| Each week at my house, my boyfriend and I play a game--secretly, stealthily, without actually telling each other about it. We both pretend not to know the rules. We both pretend not to keep score. It happens all the same. The name of the game is “Bet I Can Make You Take the Trash Out.”
Do you know this game? I think it’s played in households across the country, but nobody seems to talk about it. It’s incredibly easy to play--but one of the important rules is that you’ve got to pretend not to know that you know how to play the game. It’s part of the strategy.
I’m sure there are different variations, but basically it goes something like this: the trash can gets pretty full, to the point where any normal person would just empty it and start over. But you don’t want to be the one who has to empty it, and that’s the object of the game. So you begin by rationalizing that you can fit just a little more trash into the pile before it really needs to be emptied. And then you take whatever piece of trash it is that you’re holding in your hand and you carefully insert it, like you’re playing a game Jenga in reverse, into the existing pile of refuse. Your plan is to make your trash contribution just insignificant enough that it will basically go unnoticed, but just significant enough to tilt the trash can weight & balance scales so that the next person who comes by with a piece of trash has no choice but to tip the can over the limit, and take out the trash. Voila!

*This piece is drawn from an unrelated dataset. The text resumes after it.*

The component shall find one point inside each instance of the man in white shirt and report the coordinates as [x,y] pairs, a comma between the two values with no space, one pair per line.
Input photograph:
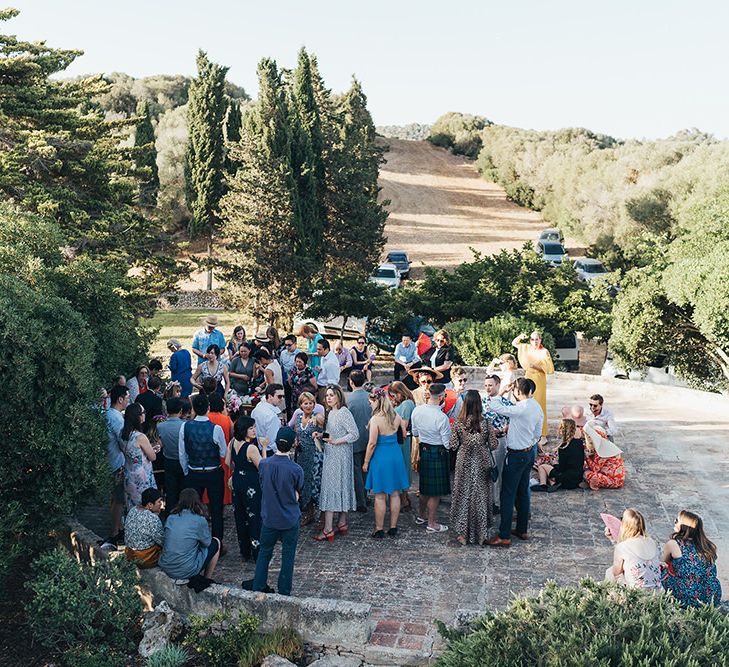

I have gotten pretty good at this, I’m ashamed to admit. Trivial items like candy wrappers and wads of gum don’t even present a challenge to me these days; they can always fit in someplace. It’s the larger items, like cereal boxes and milk cartons, that you’ve got to get more creative with. Sometimes you can flatten them to just the right size so that they can slide down the side inconspicuously. Or perhaps you are talented enough to balance them just so on top, like a see-saw. In extreme cases, you may have to admit defeat and walk all the away over to another room, to another trash can that’s not quite so full, and hide the larger object in there. But you can never, ever cave in and be the sucker who actually takes the trash out.
Although this game is perpetual, it does come with a built-in time limit each week. Trash day is on Tuesday. So if, somehow, the weekend’s activities don’t finally push the limit and force a winner, we’ll call it a draw on Tuesday morning and my dear boyfriend, who has the dubious honor of being the last out of the house on Tuesday mornings, will take the week’s worth of trash out to the curb. (I suppose that’s not exactly a draw--it’s really more of a forfeit on his part, since he still does the dirty work. Heh heh heh.) And therein lies another of my secrets. If my work schedule ever changes, I might be forced to relinquish my title of Trash-Avoiding Champion. That must not be permitted--I have not studied and practiced years of trashogami to be thwarted by some paltry scheduling conflict. Therefore, I shall deftly defend my title and keep working the 9 to 5--until the fateful day that my boyfriend manages to knock me off the top of the trash pile – and then I’ll be the one that gets taken out.